Alimony vs. Maintenance vs. Spousal Support: From a general perspective, there is no significant difference between alimony, maintenance, and spousal support. These terms are often used interchangeably to describe payments made to an ex-spouse following a divorce. However, from a mortgage lending perspective, the distinctions can be critical.
Impact on Mortgage Financing: Consider John, who earns a monthly gross salary of $8,000 and pays $2,000 in spousal support each month. When applying for mortgage financing, this $2,000 monthly obligation is usually considered a liability, significantly affecting John's monthly income. However, many agencies (Fannie Mae, Freddie Mac, FHA) may allow this $2,000 in monthly support to be deducted from John's gross income, altering his debt-to-income (DTI) ratio calculation.
- Debt to Income Ratio (DTI):
- If the $2,000 is considered a monthly obligation, John's DTI is already at 25% before accounting for additional consumer debt and housing payments.
- If the $2,000 is deducted from John's gross income, making his adjusted gross income $6,000, he starts with a lower monthly income but a clean slate from a DTI perspective.
Agency Differentiation: Different agencies have specific guidelines regarding alimony, maintenance, and spousal support. Some agencies only allow adjustments to gross income for alimony and require maintenance to be noted and calculated as a liability.
Role of a Certified Divorce Lending Professional (CDLP®): A CDLP® can help identify potential conflicts between the marital settlement agreement and mortgage guidelines during the divorce mortgage planning process. They can offer suggested verbiage that aligns with IRS classifications to alleviate missteps or hurdles for the borrowing spouse.
Benefits of Working with a CDLP®:
- Expertise: CDLPs® bring extensive knowledge of family law, financial and tax planning, real property, and mortgage financing.
- Support: They support and assist the divorce team and divorcing homeowners in achieving smoother and more successful outcomes.
- Planning: Incorporating Divorce Mortgage Planning into the divorce settlement can help both spouses secure new mortgage financing post-divorce.
Get the Divorcing Your Mortgage Homeowner Workbook: Contact a CDLP® today for a copy of the Divorcing Your Mortgage Homeowner Workbook. This guide covers credit, real estate, and mortgage financing after divorce, helping you stay organized and prepared, whether you need to refinance the marital home in an Equity Buy-Out situation or plan to sell and purchase a new home post-divorce.

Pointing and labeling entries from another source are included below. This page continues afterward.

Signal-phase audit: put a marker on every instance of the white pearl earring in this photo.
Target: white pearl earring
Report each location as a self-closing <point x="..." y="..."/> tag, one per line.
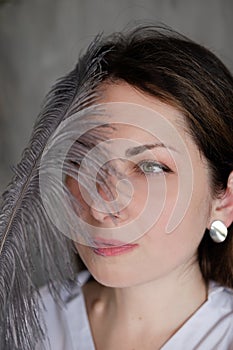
<point x="218" y="231"/>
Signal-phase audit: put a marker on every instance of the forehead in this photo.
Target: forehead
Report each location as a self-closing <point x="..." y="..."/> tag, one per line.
<point x="143" y="118"/>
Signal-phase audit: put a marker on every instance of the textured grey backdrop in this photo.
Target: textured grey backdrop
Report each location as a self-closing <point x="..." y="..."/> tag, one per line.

Conclusion: Divorce Mortgage Planning is a holistic approach to evaluating mortgage options within the overall financial objectives of divorcing situations. A CDLP® helps integrate the mortgage into long-term and short-term financial goals, minimizing taxes, reducing interest expenses, and maximizing cash flow. Involving a Certified Divorce Lending Professional early in the divorce settlement process can set the stage for successful mortgage financing in the future.